Under Section 501(b) of the GLBA, among other sources of statutory authority, including state law, the Banks and the Company are
required to observe various data security-related requirements, including establishing information security and data security breach
response programs and properly authenticating customers before processing or enabling certain types of transactions or interactions.
The failure to observe any one or more of these requirements could subject the Banks or the Company to enforcement action or
litigation.
Like other lending institutions, the Banks utilize credit bureau data in their underwriting activities. Use of such data is regulated under
the FCRA on a uniform, nationwide basis, including credit reporting, prescreening, sharing of information between affiliates, and the
use of credit data. The Fair and Accurate Credit Transactions Act of 2003 (the “FACT Act”), which was enacted by Congress and
signed into law in December 2003, extends the federal preemption of the FCRA permanently, although the law authorizes states to
enact identity theft laws that are not inconsistent with the conduct required by the provisions of the FACT Act. If financial institutions
and credit bureaus fail to alleviate the costs and consumer frustration associated with the growing crime of identity theft, financial
institutions could face increased legislative/regulatory and litigation risks.
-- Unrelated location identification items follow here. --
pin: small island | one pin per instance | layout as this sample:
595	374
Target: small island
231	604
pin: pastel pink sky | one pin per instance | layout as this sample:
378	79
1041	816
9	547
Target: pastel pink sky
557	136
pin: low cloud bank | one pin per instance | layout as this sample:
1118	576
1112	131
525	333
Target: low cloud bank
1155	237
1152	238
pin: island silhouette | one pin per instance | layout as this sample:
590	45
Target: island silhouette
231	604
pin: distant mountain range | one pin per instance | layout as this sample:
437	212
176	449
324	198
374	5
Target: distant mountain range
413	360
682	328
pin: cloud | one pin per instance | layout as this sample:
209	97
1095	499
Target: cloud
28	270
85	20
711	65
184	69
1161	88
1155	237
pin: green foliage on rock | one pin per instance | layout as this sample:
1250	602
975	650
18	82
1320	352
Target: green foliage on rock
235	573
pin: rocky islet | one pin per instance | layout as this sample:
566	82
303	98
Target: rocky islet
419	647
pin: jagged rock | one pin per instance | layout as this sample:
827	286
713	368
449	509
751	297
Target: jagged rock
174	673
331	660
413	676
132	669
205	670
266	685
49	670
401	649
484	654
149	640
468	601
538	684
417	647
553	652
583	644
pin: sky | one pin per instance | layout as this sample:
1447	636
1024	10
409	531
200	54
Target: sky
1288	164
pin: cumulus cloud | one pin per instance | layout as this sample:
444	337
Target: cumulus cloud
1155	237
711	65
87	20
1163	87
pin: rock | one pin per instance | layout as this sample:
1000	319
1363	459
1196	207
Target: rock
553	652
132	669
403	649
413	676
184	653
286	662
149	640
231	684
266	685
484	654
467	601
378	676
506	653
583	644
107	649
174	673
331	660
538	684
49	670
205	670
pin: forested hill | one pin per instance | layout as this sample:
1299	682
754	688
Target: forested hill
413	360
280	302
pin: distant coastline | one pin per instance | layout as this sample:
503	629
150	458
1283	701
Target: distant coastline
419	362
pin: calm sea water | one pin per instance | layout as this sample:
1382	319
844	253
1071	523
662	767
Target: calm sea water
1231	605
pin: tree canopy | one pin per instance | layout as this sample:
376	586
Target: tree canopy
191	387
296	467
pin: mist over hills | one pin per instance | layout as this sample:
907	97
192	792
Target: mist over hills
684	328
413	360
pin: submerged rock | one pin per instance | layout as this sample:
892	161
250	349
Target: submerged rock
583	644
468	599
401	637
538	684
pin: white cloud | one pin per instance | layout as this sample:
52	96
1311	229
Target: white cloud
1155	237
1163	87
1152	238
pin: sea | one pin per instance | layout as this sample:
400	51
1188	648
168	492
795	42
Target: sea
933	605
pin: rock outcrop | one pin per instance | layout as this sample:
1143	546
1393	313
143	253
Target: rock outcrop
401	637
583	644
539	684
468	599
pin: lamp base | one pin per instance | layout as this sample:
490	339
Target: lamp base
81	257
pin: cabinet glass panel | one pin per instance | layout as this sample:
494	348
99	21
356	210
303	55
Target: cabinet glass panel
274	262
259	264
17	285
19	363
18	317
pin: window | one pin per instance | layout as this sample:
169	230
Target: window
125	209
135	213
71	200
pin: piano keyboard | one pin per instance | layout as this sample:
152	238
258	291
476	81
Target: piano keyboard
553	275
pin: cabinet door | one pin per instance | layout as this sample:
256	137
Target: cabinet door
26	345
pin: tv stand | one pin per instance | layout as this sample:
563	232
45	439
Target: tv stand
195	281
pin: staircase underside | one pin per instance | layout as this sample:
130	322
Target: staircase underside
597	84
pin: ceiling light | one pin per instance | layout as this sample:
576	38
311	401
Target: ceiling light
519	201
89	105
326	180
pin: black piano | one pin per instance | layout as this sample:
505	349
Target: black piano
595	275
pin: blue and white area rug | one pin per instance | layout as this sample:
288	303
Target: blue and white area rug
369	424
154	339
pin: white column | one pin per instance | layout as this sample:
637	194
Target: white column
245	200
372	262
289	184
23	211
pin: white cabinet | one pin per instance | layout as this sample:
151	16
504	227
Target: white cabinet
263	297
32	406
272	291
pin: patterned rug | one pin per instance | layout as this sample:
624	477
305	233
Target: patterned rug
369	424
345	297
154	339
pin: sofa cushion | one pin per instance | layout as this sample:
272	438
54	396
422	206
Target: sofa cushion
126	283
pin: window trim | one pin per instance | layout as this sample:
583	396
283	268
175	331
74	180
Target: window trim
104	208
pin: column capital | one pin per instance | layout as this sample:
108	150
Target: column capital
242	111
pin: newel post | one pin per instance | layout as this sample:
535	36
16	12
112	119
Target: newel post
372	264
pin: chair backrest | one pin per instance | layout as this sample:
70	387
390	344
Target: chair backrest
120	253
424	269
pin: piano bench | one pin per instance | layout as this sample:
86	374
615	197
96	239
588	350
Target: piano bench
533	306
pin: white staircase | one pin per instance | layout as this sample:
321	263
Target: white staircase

Investment in the Company and the Banks
Certain acquisitions of capital stock may be subject to regulatory approval or notice under federal or state law. Investors are
responsible for ensuring that they do not, directly or indirectly, acquire shares of capital stock of the Company in excess of the amount
which can be acquired without regulatory approval. Each of the Banks is an “insured depository institution” within the meaning of the
Change in Bank Control Act. Consequently, federal law and regulations prohibit any person or company from acquiring control of the
Corporation without, in most cases, prior written approval of the Federal Reserve or the OCC, as applicable. Control is conclusively
presumed if, among other things, a person or company acquires more than 25% of any class of voting stock of the Company. A
rebuttable presumption of control arises if a person or company acquires more than 10% of any class of voting stock and is subject to
any of a number of specified “control factors” as set forth in the applicable regulations. Additionally, COBNA and CONA are “banks”
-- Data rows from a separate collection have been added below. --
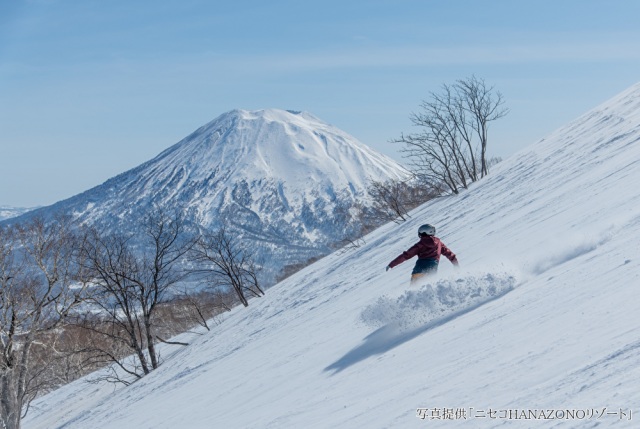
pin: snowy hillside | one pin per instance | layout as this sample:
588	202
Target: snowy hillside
542	316
282	179
7	212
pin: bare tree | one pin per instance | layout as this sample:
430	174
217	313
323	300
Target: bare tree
40	284
226	264
451	148
132	275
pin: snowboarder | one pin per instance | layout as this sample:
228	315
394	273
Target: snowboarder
428	250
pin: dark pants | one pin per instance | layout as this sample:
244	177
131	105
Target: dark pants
423	268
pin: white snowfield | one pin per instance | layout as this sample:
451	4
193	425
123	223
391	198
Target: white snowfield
539	328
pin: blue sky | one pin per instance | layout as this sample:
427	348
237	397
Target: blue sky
89	89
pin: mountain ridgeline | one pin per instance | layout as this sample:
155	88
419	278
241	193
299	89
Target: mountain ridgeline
283	181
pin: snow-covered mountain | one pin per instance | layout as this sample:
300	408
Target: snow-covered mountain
283	179
7	212
540	322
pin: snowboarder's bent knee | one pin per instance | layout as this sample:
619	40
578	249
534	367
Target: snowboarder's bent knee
428	250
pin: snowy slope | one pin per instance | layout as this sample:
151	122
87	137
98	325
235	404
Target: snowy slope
282	179
543	315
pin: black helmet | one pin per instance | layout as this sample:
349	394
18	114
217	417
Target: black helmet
426	229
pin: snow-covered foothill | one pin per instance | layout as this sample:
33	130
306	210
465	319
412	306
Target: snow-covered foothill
548	243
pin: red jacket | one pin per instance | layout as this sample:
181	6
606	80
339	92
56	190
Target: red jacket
429	247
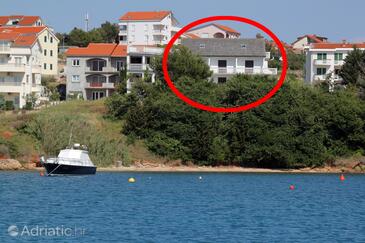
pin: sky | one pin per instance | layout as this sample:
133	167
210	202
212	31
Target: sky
336	19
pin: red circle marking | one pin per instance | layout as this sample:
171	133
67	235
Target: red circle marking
224	109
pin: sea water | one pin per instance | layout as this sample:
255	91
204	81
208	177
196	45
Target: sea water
182	207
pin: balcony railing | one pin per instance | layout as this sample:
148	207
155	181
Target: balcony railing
103	70
244	70
339	62
12	67
138	67
9	83
145	50
100	85
322	61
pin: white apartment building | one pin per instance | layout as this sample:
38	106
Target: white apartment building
147	28
228	57
21	20
92	72
20	67
138	62
48	43
214	30
324	60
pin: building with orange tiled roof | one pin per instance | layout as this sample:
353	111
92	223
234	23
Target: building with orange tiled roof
21	20
324	60
20	66
306	40
215	30
92	72
147	27
48	42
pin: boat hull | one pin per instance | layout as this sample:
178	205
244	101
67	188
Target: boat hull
59	169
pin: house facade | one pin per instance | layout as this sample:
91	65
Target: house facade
215	30
303	41
324	60
228	57
93	72
21	20
147	28
48	43
20	68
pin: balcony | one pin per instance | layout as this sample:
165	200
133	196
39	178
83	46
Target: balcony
99	85
339	62
5	49
145	50
320	77
237	70
103	70
324	62
12	68
138	67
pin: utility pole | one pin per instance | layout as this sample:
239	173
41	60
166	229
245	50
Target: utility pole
87	22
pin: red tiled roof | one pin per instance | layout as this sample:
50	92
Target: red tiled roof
23	29
98	49
192	36
314	38
152	15
120	51
17	38
226	28
23	20
336	45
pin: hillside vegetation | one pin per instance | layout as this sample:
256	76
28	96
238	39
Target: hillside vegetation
25	136
301	126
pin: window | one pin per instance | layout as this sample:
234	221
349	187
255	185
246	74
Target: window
222	63
249	64
119	65
97	65
76	62
338	56
321	56
222	80
75	78
321	71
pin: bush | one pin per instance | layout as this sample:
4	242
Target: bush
9	105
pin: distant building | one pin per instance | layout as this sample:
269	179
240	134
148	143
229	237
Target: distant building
147	28
93	72
21	20
20	67
228	57
305	40
48	44
215	30
324	60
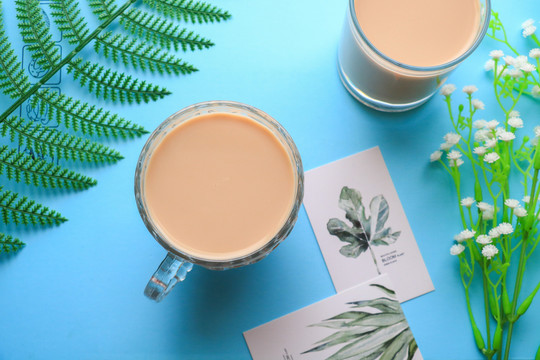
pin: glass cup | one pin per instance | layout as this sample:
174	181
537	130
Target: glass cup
385	84
177	263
within the meaning of Chapter 13 of Title 6.1 of the Code of Virginia governing the acquisition of interests in Virginia financial
institutions (the “Financial Institution Holding Company Act”). The Financial Institution Holding Company Act prohibits any person
or entity from acquiring, or making any public offer to acquire, control of a Virginia financial institution or its holding company
without making application to, and receiving prior approval from, the Bureau of Financial Institutions.